I am only nineteen. I had a life ahead of me, and I had to go ahead and ruin it. I try to imagine last night going differently. I come up with dozens of scenarios in which Vola lives, and Little Mo is taken somewhere safe. All I needed to do was run to Judah’s house to call the police. But then what? Mo would have come after me. Not because he didn’t believe it was true, but because that’s just what you did. If someone upset your family dynamic, you made them pay. I could have shown him video of Vola beating his son, and he still would have punished me for being the messenger. And what if the police hadn’t taken Little Mo? What if Vola convinced them that he had fallen or he was sick? Would she have taken her anger out on him when they left? And if they did believe me, and they took the baby to a foster home, would they have been better to him than his own crack-cooking, psychotic parents? No matter how hard I try, and no matter how afraid I am, I cannot convince myself that I did the wrong thing. That’s the part that makes me like the others: Wuornos and Dahmer and Manson. I do not regret my choice; I stand by it.
There had barely been any questions after they found Vola, limp and cooling on Mo’s bedroom floor, her eyes open and staring off into a corner. The police had come and gone, their flashing blue lights bringing the neighbors to their windows and lawns. All ten inhabitants of the bad people house, smoking cigarettes in their wife beaters, making the small lot look like a prison yard. And then, when the paramedics declared her dead, the morgue van had come—old and white, rolling down Wessex like a stately, timeworn gentleman. Had the scene staged in the bedroom been that convincing?

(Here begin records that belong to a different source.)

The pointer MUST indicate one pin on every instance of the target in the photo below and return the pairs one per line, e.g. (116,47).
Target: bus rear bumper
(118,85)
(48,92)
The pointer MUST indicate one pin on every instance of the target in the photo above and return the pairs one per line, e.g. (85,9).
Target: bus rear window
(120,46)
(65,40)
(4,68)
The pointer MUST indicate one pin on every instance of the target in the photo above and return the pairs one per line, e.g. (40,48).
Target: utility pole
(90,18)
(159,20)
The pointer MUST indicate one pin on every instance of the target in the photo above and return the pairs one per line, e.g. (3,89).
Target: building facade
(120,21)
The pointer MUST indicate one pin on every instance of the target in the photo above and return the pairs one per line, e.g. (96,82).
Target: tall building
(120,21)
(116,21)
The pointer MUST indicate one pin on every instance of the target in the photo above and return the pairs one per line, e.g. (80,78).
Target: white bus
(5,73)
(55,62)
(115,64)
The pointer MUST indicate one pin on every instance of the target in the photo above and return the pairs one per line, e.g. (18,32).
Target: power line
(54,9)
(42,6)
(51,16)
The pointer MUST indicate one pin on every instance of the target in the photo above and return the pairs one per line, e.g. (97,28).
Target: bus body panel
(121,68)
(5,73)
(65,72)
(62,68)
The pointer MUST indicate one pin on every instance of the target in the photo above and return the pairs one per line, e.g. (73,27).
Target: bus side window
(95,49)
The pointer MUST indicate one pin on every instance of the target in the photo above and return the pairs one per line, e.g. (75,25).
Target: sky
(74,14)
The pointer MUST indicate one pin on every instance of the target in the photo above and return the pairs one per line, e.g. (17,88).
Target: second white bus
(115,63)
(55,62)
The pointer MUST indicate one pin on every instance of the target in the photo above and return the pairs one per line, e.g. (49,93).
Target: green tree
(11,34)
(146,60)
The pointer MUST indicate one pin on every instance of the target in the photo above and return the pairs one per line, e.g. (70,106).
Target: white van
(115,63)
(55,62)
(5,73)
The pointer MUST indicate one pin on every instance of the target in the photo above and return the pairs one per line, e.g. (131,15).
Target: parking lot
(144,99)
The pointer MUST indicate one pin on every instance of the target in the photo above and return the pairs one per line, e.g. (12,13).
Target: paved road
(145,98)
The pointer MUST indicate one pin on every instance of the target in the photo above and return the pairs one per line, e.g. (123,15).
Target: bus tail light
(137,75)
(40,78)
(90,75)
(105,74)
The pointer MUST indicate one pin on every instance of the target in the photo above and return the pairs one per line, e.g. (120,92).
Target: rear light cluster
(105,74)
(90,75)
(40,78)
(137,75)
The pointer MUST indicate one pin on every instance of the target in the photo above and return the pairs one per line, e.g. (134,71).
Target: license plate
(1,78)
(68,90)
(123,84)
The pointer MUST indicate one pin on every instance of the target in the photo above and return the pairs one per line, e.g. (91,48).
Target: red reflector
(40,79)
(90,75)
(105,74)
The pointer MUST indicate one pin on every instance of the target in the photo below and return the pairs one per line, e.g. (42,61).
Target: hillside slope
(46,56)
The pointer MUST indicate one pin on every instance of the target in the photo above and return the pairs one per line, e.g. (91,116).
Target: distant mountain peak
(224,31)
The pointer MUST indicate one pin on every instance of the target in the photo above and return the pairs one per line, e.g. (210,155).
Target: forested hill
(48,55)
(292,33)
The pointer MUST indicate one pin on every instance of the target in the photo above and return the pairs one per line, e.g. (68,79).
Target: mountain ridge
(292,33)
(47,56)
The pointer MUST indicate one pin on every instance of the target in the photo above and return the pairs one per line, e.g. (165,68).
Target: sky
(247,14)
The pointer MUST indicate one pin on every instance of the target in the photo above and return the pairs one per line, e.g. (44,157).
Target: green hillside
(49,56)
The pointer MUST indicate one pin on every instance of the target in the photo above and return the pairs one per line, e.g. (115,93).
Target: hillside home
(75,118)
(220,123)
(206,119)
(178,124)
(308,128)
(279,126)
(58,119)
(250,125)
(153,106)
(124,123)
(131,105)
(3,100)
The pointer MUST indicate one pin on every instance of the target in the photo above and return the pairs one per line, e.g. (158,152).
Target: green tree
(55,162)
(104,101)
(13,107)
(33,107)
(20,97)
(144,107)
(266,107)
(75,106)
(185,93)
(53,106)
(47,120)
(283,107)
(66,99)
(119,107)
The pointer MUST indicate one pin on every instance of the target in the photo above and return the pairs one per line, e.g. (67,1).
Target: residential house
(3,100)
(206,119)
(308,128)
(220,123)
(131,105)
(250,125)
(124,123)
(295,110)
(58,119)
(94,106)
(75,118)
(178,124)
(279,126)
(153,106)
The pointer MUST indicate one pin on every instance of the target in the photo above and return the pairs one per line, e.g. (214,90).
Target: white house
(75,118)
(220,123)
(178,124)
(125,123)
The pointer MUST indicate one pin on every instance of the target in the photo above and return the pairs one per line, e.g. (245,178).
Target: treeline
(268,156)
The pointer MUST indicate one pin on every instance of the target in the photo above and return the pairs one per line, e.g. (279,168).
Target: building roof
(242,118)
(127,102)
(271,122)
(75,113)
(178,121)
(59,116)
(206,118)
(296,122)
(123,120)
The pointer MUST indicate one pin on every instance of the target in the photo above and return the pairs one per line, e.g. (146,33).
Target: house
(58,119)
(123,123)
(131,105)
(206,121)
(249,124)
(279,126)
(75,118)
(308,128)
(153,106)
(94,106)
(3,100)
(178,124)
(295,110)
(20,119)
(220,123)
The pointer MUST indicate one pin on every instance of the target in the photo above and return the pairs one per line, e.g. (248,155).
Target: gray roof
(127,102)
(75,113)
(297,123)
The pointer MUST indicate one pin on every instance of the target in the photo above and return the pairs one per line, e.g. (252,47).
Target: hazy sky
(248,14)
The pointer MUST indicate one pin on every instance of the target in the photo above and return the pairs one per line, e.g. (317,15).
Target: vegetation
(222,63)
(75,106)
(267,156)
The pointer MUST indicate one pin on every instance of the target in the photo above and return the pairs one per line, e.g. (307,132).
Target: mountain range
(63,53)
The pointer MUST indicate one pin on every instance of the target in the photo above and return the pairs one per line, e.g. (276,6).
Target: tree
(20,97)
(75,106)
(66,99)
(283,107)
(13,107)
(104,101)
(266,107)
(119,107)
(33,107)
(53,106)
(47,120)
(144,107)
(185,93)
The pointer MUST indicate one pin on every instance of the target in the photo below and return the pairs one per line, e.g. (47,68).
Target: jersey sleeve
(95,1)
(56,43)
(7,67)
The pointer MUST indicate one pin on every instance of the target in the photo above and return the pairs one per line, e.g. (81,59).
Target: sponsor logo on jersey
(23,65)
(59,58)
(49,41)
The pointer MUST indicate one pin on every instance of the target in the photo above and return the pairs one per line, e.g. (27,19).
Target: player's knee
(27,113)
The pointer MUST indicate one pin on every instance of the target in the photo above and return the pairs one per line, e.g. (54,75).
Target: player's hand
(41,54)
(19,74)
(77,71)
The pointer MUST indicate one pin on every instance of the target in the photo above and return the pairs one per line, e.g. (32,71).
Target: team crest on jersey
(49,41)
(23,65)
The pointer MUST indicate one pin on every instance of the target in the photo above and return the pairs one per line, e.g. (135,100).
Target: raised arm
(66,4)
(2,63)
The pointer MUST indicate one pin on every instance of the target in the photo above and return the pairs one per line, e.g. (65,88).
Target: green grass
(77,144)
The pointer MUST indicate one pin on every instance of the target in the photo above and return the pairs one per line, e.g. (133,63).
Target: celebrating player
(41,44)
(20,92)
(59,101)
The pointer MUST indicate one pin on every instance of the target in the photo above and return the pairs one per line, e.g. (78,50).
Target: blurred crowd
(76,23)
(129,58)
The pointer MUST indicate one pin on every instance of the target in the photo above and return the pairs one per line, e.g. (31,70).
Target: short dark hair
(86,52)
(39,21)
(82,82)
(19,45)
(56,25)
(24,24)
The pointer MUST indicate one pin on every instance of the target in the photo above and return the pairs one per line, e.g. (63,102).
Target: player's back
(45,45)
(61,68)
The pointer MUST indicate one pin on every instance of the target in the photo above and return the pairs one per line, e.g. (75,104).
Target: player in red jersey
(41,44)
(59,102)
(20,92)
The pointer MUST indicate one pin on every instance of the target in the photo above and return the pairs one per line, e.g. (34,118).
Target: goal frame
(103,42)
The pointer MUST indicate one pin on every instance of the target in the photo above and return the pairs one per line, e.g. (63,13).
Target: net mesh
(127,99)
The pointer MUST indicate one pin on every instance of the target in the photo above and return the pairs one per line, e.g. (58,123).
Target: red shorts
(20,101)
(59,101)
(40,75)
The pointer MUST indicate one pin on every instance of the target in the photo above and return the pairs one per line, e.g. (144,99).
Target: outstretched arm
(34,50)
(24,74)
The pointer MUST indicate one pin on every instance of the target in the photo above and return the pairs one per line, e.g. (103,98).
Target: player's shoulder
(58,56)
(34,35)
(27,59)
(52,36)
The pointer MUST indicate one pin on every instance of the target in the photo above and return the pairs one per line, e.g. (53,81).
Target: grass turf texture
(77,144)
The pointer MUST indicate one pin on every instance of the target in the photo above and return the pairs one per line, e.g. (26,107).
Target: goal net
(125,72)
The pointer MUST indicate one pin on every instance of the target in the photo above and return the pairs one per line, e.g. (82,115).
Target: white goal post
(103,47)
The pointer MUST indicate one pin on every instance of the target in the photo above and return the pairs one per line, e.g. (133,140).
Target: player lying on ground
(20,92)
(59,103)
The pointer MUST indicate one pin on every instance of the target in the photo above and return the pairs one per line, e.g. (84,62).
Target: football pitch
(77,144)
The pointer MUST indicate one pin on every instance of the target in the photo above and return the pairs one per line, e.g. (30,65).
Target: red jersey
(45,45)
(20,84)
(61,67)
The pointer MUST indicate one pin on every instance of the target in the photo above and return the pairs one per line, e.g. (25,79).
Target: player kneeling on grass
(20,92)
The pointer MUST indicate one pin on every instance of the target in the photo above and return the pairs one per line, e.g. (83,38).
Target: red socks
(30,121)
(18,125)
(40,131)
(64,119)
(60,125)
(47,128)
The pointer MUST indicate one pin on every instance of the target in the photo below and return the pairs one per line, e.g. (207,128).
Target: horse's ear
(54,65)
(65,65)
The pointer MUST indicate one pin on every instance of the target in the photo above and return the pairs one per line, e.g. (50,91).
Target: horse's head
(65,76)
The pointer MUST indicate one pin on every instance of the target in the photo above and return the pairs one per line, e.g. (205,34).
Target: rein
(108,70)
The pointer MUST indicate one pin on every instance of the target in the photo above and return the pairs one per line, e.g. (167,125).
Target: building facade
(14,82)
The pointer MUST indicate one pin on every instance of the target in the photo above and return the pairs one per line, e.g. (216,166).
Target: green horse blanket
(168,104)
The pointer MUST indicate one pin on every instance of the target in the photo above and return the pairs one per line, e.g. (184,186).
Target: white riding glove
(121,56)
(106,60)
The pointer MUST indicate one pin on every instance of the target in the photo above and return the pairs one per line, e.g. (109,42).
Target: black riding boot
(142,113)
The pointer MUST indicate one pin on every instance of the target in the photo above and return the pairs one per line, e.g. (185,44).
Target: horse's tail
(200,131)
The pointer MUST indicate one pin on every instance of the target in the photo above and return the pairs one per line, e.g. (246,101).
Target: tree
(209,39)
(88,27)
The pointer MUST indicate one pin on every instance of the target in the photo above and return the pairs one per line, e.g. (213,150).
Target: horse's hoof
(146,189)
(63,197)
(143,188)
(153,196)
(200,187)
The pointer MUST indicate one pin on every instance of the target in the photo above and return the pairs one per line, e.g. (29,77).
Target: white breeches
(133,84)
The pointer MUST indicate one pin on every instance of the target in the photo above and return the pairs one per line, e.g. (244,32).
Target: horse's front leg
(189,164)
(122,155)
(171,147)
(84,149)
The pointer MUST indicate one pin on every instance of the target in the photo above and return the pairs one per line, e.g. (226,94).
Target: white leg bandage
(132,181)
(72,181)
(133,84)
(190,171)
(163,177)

I heard people talking around the neighborhood and in the Rag. The spider turned into a rat, the rat turned into a possum, but there was no alteration to the story in regard to Vola. She had tried to kill whatever vermin was in her bedroom in an effort to protect her baby, and in the process had hit her head and died. What was there for the police to investigate? My little setup had worked. That both mortified me and delivered a sick sense of power. I could do something like that in a place like the Bone and get away with it. Had Vola been someone else, somewhere else, there might have been an investigation. But, here in the Bone, where fathers cooked crack in their basements, someone could hit their head on the corner of a dresser, in an attempt to kill a spider, and die.
Before he called the police, where had he hidden the drugs, his cooking equipment? Had he thrown them away? He had an alibi for the time Vola died. He was listening to music in the basement with two of his buddies, smoking pot and drinking vodka and Red Bull. None of them heard the thud Vola’s body made when it hit the ground because the music was too loud.
He found her when he came upstairs for another bottle of vodka, and called down to his friends to call the police. The police searched the house, I saw them do it, but by that time, Mo had already gotten rid of anything that could incriminate him. Slimy bastard. But I was glad he hadn’t gotten caught. If he had known what Vola was capable of, he might have killed her himself.
At eight o’ clock I lock up the Rag and walk home. I am too sick to grab my usual cup of coffee, so I bite my nails instead. I expect to see a gaggle of police cars outside the eating house, but when I turn down Wessex the only thing different is Vola’s car is missing from Mo’s driveway. I stop by the crack house, my hand hesitating for a moment before I knock.